The UN earlier this week urged South Sudanese authorities to remove the new taxes, introduced in February. The measures applied to charges for electronic cargo tracking, security escort fees and fuel.
In its announcement on Friday, the government said it was keeping charges on services rendered by firms contracted by the UN peacekeeping mission in South Sudan.
“These companies are profiting ... (and) are subjected to applicable tax,” Finance Minister Awow Daniel Chuang said.
There was no immediate comment from the UN on when the airdrops could resume.
Earlier, the UN Humanitarian Affairs Agency said the pausing of airdrops had deprived 60,000 people who live in areas inaccessible by road of desperately needed food in March, and that their number is expected to rise to 135,000 by the end of May.
The UN said the new measures would have increased the mission’s monthly operational costs to $339,000. The UN food air drops feed over 16,300 people every month.

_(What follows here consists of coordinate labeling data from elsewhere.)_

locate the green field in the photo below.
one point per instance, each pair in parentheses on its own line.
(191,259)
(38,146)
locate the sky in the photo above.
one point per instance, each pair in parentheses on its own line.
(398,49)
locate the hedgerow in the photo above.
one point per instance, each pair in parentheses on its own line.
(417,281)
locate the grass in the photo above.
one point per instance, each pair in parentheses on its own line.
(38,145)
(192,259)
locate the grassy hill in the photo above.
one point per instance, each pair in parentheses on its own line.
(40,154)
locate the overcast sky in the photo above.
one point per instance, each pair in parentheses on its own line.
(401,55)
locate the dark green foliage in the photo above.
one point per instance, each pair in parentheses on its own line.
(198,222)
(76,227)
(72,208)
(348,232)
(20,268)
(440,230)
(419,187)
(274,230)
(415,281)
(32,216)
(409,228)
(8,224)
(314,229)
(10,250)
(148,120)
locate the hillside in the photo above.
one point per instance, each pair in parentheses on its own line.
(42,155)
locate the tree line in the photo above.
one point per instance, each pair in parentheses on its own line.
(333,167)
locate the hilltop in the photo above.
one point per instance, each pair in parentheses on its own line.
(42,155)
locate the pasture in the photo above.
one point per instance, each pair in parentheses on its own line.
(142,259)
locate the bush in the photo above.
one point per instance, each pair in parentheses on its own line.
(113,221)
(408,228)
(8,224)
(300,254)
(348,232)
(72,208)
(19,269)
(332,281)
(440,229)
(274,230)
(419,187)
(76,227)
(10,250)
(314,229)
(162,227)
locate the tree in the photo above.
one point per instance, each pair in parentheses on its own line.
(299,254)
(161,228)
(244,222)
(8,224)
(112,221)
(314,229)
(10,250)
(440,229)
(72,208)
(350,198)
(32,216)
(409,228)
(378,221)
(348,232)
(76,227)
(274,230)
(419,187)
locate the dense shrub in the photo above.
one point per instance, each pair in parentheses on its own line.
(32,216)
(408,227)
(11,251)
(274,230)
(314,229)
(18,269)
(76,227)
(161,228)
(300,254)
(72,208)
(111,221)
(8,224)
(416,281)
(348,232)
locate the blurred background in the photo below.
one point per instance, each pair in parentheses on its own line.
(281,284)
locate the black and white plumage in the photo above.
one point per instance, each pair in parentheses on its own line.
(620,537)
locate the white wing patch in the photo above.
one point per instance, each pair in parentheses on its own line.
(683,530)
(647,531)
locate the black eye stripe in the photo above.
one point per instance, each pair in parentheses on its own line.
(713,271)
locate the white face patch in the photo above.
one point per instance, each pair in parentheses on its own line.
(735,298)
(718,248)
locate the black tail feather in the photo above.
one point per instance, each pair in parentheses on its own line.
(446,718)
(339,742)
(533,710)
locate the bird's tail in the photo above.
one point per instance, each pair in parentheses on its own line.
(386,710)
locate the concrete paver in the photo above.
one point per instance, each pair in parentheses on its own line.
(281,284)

At the United Nations in New York, UN spokesman Stéphane Dujarric said the taxes and charges would also impact the nearly 20,000-strong UN peacekeeping mission in South Sudan, “which is reviewing all of its activities, including patrols, the construction of police stations, schools and health care centers, as well as educational support.”
An estimated 9 million people out of 12.5 million people in South Sudan need protection and humanitarian assistance, according to the UN The country has also seen an increase in the number of people fleeing the war in neighboring Sudan between the rival military and paramilitary forces, further complicating humanitarian assistance to those affected by the internal conflict.